It was exhilarating and nerve racking at the same time. Pressing the right buttons was crucial and it was vital that everything was pitch perfect. I knew it would be fun, but I also knew it might be the last time I’ll ever do it. I really didn’t want to take any chances and botch this one time event in my life. I knew if I did, my confidence might evaporate like milk and cookies on Christmas eve.
Was it good? That my dear readers, will always remain the unanswered question. For the measure of greatness is based solely on an opinion of the receiver of your efforts. You might think you’re the bomb, and that the King will need to take advise from you, whilst in reality you suck like a brand new vacuum cleaner. You’ll never really know, but is that important? Do we really care if we’re good or bad?
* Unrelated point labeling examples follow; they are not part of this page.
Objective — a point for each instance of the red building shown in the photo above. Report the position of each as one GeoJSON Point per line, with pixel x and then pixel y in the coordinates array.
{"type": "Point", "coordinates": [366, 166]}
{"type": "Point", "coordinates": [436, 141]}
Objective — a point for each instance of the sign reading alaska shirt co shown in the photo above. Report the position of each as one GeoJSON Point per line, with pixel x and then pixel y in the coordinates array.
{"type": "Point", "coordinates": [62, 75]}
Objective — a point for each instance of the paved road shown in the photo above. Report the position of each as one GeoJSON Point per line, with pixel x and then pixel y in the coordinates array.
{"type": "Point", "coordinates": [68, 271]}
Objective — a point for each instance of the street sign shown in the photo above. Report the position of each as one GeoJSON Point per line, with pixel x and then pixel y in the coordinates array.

Is it not the process that’s gratifying instead of the final result?
I was invited as a co-author of an amazing blog: The official How to blog. (Damn I wish I came up with that name) I was really shocked to be invited and the invitation took a while to sink in. The wife, called me three times and rushed into our study concerned that I might have finally gotten that square eyes-condition she’s been threatening me with lately. Shock eventually gave way to surprise and then to appreciation. The fact that someone out there wants me to post on their site is quite the compliment, don’t you think? But that’s where it had to stop, for appreciation can turn into vanity in milli-seconds. Yes, that feeling of being on top of the world, only to find yourself drowning, clinging to a door in icy water, a mere two hours later.
I suddenly had an irrational fear to post. Do I really need a new audience? Why would I want to leave my safe haven, where I know some people like me? The reply came quickly, echoing loudly in the empty corners of my mind. Sometimes we have to. Sometimes we need to challenge ourselves. Sometimes we need to do new things. Sometimes we have to stand naked on a stage and face the possibility of being pelted with heaps of rotten fruit.
So I took the plunge and posted. I took the risk of being arrested by the Humour cops of the blogosphere for being mediocre and unfunny. I just love to write. Must admit when I finally got my shit together, I still jumped with a parachute. A reworked, previous post parachute. I was hoping the landing would be softer.
In the flurry of writing this piece, I apologize for those who might have expected a detailed point-by-point report on some other first time event in my life, but please note it’s a blog for my kids, and I’m not sure if they would want to know every first thing that occurred in my life. Besides I couldn’t help myself, as I was watching the whole season 3 of Game Of Thrones in two days. The result of this overload is that one does expect some arbitrary sexual reference in any conversation you might have, even with yourself. But that is the only downfall for exposing myself to some mind-blowing television.